Why are the irreducible components $T$-stable?

Question

I'm having trouble with part of a proof (7.1.5) in Springer's Linear Algebraic Groups. Let $r: G \rightarrow \textrm{GL}(V)$ be a rational representation of a linear algebraic group $G$, $B$ a Borel subgroup of $G$, and suppose that there exists a nonzero $v \in V$ such that $V$ is spanned by $g \cdot v : g \in G$, and $$B = \{ g \in G: gv \in kv\}$$ Let $T$ be a maximal torus of $G$ which is one dimensional, $\lambda: k^{\ast} \rightarrow T$ an isomorphism, $e_1, ... , e_n$ a basis for $V$, such that for some integers $m_1 \geq \cdots \geq m_n$, not all equal, we have $$\lambda(a)e_i = a^{m_i}e_i$$ Now $r$ induces an isomorphism of $G/B$ onto a closed subvariety $Z$ of $\mathbb{P}(V)$, the set of one dimensional subspaces of $V$, via $gB \mapsto [g\cdot v]$. Let $U_1$ be the affine open set in $\mathbb{P}(V)$ consisting of points with nonzero first coordinate (with respect to the basis $e_i$). Then $\mathbb{P}(V) \setminus U_1$ is closed, and $$[\mathbb{P}(V) \setminus U_1] \cap Z$$ is closed and clearly $T$-stable. Springer claims that the irreducible components of $[\mathbb{P}(V) \setminus U_1] \cap Z$ are also $T$-stable, but gives no indication of why. Why should this be the case?

Answer 1

Since the basis of $V$ are chosen to be eigenvectors of $T$, the set with first coordinate zero is obviously $T$-stable.
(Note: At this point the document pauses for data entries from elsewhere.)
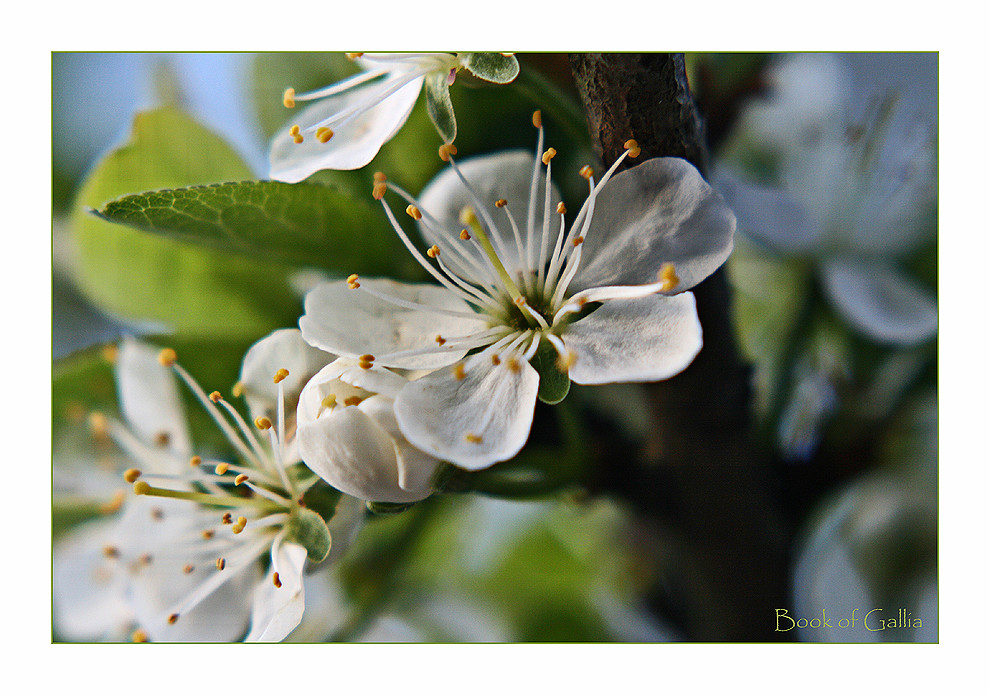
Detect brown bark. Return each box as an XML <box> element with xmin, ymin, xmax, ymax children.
<box><xmin>570</xmin><ymin>53</ymin><xmax>789</xmax><ymax>641</ymax></box>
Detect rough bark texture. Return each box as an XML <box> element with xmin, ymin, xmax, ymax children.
<box><xmin>570</xmin><ymin>53</ymin><xmax>789</xmax><ymax>641</ymax></box>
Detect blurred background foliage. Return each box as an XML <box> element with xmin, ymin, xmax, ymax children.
<box><xmin>52</xmin><ymin>53</ymin><xmax>938</xmax><ymax>642</ymax></box>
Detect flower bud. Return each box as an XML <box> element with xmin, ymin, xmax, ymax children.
<box><xmin>296</xmin><ymin>358</ymin><xmax>440</xmax><ymax>502</ymax></box>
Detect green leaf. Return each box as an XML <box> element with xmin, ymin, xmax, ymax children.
<box><xmin>426</xmin><ymin>73</ymin><xmax>457</xmax><ymax>143</ymax></box>
<box><xmin>90</xmin><ymin>181</ymin><xmax>405</xmax><ymax>274</ymax></box>
<box><xmin>285</xmin><ymin>507</ymin><xmax>331</xmax><ymax>562</ymax></box>
<box><xmin>461</xmin><ymin>53</ymin><xmax>519</xmax><ymax>84</ymax></box>
<box><xmin>71</xmin><ymin>108</ymin><xmax>300</xmax><ymax>335</ymax></box>
<box><xmin>529</xmin><ymin>340</ymin><xmax>571</xmax><ymax>405</ymax></box>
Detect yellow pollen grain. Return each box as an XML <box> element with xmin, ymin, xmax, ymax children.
<box><xmin>100</xmin><ymin>343</ymin><xmax>119</xmax><ymax>364</ymax></box>
<box><xmin>158</xmin><ymin>348</ymin><xmax>179</xmax><ymax>367</ymax></box>
<box><xmin>659</xmin><ymin>263</ymin><xmax>681</xmax><ymax>292</ymax></box>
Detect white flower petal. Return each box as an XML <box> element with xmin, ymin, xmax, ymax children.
<box><xmin>821</xmin><ymin>259</ymin><xmax>938</xmax><ymax>345</ymax></box>
<box><xmin>299</xmin><ymin>278</ymin><xmax>488</xmax><ymax>369</ymax></box>
<box><xmin>116</xmin><ymin>338</ymin><xmax>192</xmax><ymax>459</ymax></box>
<box><xmin>395</xmin><ymin>351</ymin><xmax>540</xmax><ymax>470</ymax></box>
<box><xmin>571</xmin><ymin>157</ymin><xmax>736</xmax><ymax>293</ymax></box>
<box><xmin>419</xmin><ymin>150</ymin><xmax>560</xmax><ymax>278</ymax></box>
<box><xmin>713</xmin><ymin>171</ymin><xmax>822</xmax><ymax>254</ymax></box>
<box><xmin>244</xmin><ymin>543</ymin><xmax>306</xmax><ymax>642</ymax></box>
<box><xmin>562</xmin><ymin>292</ymin><xmax>702</xmax><ymax>384</ymax></box>
<box><xmin>270</xmin><ymin>76</ymin><xmax>423</xmax><ymax>183</ymax></box>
Let $T$ act on $X$, the stabilizer of a component $X_1$ equals to $\cap_{x \in X_1} \{t \in T | t.x \in X_1\}$, is a closed subgroup of $T$, and is of finite index ($t \in T$ permutes components of $X$, easily seen since $T$ is a group, $t^{-1}$ exists). Its identity component is contained in $T$, both are closed irreducible and have the same dimension, they must be equal.

This is true for any connected algebraic group $T$.

Answer 2

$G$ (and hence $T$) acts by projective automorphisms on $\mathbb P(V)$ and they are automorphisms of $\mathbb P(V)$ in algebro-geometric sense thus they preserve irreducible components of any subvariety of $\mathbb P(V)$ they stabilize.

Answer 3

The irreducible components are $T$ stable because $T$ is connected (in the Zariski topology). The action defines a continuous map from $T$ to the discrete set of permutations of the mentioned irreducible components. By the connectedness of$~T$, the image of $T$ is a single permutation of the irreducible components, necessarily the identity permutation (being the image of the identity element of$~T$).